The chloromethylation of complex microsphere: in the there-necked flask of 500 milliliters, add 50 grams of complex microsphere A and 250 milliliter chloromethyl ethers, room temperature leaves standstill 4 hours, starts to stir, and adding 15 grams of zinc chloride is catalyzer, be warming up to 50 DEG C of reactions 8 hours, be cooled to room temperature after chlorination terminates, leach chlorination mother solution, use methyl alcohol repetitive scrubbing, dry 8 hours at 100 DEG C, obtain compound chlorine ball A.
The imidazoles salinization of compound chlorine ball: in 500 milliliters of there-necked flasks, add 20 grams of compound chlorine ball A, 100 milliliters of tetrahydrofuran (THF)s, 8 grams of N-Methylimidazoles, stirring reaction 12 hours at reflux, reaction terminates rear mistake and filters mother liquor, uses methylene dichloride, acetone and water washing successively respectively, dries to obtain chlorine type compound imidazolyl Resin A 1 under vacuo.

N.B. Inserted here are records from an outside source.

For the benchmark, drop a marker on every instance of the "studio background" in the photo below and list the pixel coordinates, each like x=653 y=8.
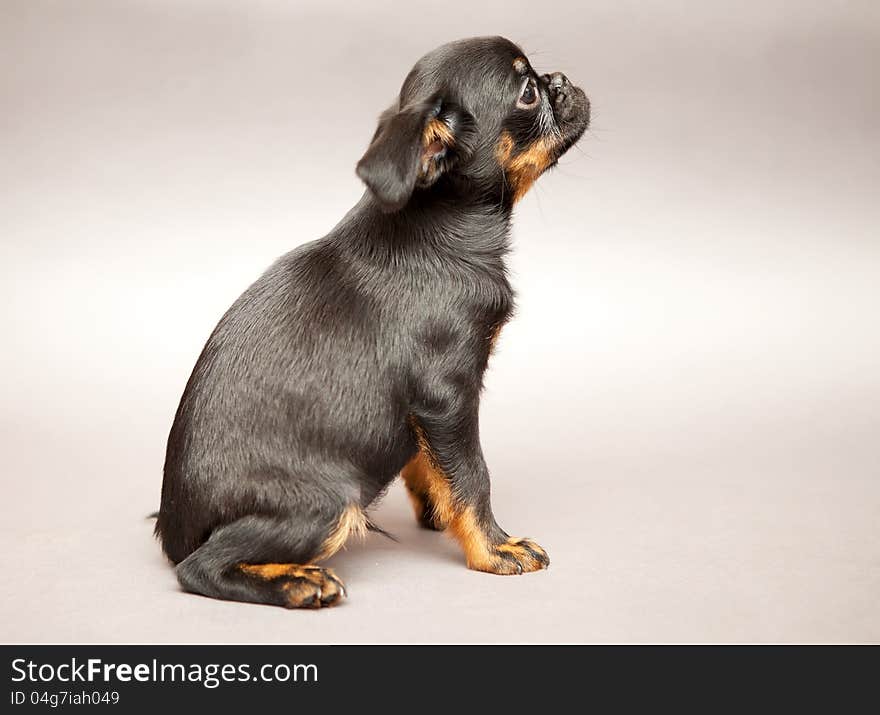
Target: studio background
x=684 y=411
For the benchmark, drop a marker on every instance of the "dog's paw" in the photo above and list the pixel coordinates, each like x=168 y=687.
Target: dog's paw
x=514 y=556
x=311 y=587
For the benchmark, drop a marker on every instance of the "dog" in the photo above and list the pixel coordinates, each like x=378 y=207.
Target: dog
x=360 y=357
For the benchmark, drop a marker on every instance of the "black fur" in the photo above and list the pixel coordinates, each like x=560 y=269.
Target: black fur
x=303 y=399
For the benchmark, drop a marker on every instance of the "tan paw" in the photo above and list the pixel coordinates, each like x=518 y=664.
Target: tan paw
x=514 y=556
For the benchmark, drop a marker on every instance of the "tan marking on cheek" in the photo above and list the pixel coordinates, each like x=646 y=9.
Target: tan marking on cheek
x=435 y=130
x=524 y=168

The transition of chlorine type compound imidazolyl resin: in 200 ml beakers, add 10 grams of chlorine type compound imidazolyl Resin A, 1,3 grams of NaBr and 180 gram deionized waters, stirring at room temperature is after 2 hours, filter, after deionized water wash, repeat said process 2 times, filter, with deionized water wash, dry under vacuo and obtain halogen-type compound imidazolyl Resin A 2.
[embodiment 2]
In 500 milliliters of there-necked flasks, add the compound chlorine ball A of 20 grams of [embodiment 1] gained, 150 milliliters of toluene, 35.0 grams of N-allyl imidazole, stirring reaction 30 hours at reflux, reaction terminates rear mistake and filters mother liquor, uses methylene dichloride, acetone and water washing successively respectively, dries to obtain chlorine type compound imidazolyl Resin A 3 under vacuo.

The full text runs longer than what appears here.